Running llama.cpp in Docker on Raspberry Pi

Running large language models on a Raspberry Pi isn’t just possible—it’s fun. Whether you're a hacker exploring local AI, a developer prototyping LLM workflows, or just curious about how far you can push a Pi, this tutorial is for you.
We’ll show you how to build and run llama.cpp
in Docker on an ARM-based Pi to get a full LLM experience in a tiny, reproducible container. No weird dependencies. No system pollution. Just clean, fast, edge-side inference.
If you are looking for a bare metal installation on the Raspberry Pi. Check this https://rmauro.dev/running-llm-llama-cpp-natively-on-raspberry-pi/
Dockerfile
The following Dockerfile builds llama.cpp
from source within an Ubuntu 22.04 base image. It includes all required dependencies and sets the container entrypoint to the compiled CLI binary.
FROM ubuntu:22.04
ENV DEBIAN_FRONTEND=noninteractive
RUN apt update && apt upgrade -y && \
apt install -y --no-install-recommends \
ca-certificates git build-essential cmake wget curl \
libcurl4-openssl-dev && \
apt clean && rm -rf /var/lib/apt/lists/*
WORKDIR /opt
RUN git clone https://github.com/ggerganov/llama.cpp.git
WORKDIR /opt/llama.cpp
RUN cmake -B build
RUN cmake --build build --config Release -j$(nproc)

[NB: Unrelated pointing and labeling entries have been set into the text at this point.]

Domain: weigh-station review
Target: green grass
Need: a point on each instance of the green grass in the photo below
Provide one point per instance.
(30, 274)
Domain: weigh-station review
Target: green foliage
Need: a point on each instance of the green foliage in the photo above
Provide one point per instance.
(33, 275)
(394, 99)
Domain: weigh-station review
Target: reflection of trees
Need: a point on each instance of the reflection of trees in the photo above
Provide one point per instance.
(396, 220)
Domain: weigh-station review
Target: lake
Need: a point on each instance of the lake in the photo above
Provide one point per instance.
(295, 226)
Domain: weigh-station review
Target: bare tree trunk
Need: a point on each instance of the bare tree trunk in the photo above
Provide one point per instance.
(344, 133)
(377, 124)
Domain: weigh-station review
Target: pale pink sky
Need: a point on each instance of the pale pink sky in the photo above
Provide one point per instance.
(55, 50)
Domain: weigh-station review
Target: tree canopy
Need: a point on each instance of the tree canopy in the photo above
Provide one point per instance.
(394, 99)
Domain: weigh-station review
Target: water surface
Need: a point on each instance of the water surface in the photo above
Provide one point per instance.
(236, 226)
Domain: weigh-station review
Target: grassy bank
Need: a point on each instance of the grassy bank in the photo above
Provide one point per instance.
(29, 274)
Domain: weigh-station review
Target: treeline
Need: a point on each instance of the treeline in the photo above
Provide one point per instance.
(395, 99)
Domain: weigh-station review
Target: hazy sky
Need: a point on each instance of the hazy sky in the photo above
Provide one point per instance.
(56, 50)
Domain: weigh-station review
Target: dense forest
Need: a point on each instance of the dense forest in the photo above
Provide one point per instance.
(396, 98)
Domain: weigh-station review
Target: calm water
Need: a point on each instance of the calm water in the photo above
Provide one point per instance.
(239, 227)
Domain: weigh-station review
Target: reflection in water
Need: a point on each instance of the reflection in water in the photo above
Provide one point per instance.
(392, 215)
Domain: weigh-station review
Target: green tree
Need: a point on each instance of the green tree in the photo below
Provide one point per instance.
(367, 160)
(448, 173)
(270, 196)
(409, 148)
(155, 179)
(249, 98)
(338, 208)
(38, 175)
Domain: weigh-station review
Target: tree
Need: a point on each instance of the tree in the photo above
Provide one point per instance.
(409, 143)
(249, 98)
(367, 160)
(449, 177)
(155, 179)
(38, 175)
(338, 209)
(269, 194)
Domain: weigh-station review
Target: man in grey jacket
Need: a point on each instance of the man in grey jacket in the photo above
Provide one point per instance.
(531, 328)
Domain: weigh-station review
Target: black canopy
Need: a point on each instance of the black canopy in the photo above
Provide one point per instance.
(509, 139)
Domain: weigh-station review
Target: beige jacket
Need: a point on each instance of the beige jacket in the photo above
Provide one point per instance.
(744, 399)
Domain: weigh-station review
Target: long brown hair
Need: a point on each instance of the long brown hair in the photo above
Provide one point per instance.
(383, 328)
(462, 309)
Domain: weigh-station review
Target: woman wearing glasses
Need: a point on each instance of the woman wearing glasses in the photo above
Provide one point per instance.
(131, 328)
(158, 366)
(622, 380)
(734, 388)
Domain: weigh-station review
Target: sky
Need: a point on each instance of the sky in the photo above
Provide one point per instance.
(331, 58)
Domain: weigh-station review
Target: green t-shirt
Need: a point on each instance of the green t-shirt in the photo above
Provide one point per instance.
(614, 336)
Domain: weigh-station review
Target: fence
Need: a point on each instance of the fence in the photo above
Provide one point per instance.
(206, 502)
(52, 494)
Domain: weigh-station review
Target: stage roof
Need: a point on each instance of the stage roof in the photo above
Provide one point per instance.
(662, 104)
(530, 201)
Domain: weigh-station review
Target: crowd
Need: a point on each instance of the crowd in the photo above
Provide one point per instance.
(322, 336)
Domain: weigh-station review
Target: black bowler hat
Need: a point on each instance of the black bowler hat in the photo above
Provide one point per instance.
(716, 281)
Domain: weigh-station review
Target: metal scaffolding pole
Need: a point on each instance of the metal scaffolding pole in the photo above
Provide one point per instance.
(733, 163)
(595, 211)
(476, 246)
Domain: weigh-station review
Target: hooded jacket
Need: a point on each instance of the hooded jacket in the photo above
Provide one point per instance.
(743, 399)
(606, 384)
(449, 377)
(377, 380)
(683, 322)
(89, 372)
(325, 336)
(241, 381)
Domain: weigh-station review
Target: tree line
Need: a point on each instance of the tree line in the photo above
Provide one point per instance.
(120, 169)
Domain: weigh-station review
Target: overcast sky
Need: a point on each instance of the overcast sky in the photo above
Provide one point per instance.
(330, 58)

WORKDIR /opt/llama.cpp/build/bin
ENTRYPOINT ["./llama-cli"]
Build the Docker Image
Run the following command in the same directory as your Dockerfile to build the image:
docker build -t llama-cpp-pi .
Download a Quantized Model (on Host)
You need a quantized .gguf
model to perform inference. Run this command from your host system:
mkdir -p models
wget -O models/tinyllama-1.1b-chat-v1.0.Q4_0.gguf \
https://huggingface.co/TheBloke/TinyLlama-1.1B-Chat-v1.0-GGUF/resolve/main/tinyllama-1.1b-chat-v1.0.Q4_0.gguf
This creates a models
directory and downloads a compact version of TinyLlama suitable for edge devices.
Run Inference from Docker
Mount the models
directory and run the container, specifying the model and prompt:
docker run --rm -it \
-v $(pwd)/models:/models \
llama-cpp-pi \
-m /models/tinyllama-1.1b-chat-v1.0.Q4_0.gguf -p "Hello from Docker!"
To use a different model:
MODEL=your-model-name.gguf
docker run --rm -it \
-v $(pwd)/models:/models \
llama-cpp-pi \
-m /models/$MODEL -p "Hello with custom model!"
Conclusion
This Docker-based setup enables efficient deployment of llama.cpp
on ARM-based devices like the Raspberry Pi.
It abstracts away system-level configuration while preserving the flexibility to swap models, test prompts, or integrate with other AI pipelines.
For developers, researchers, and students, this is an ideal workflow to explore the capabilities of local LLM inference.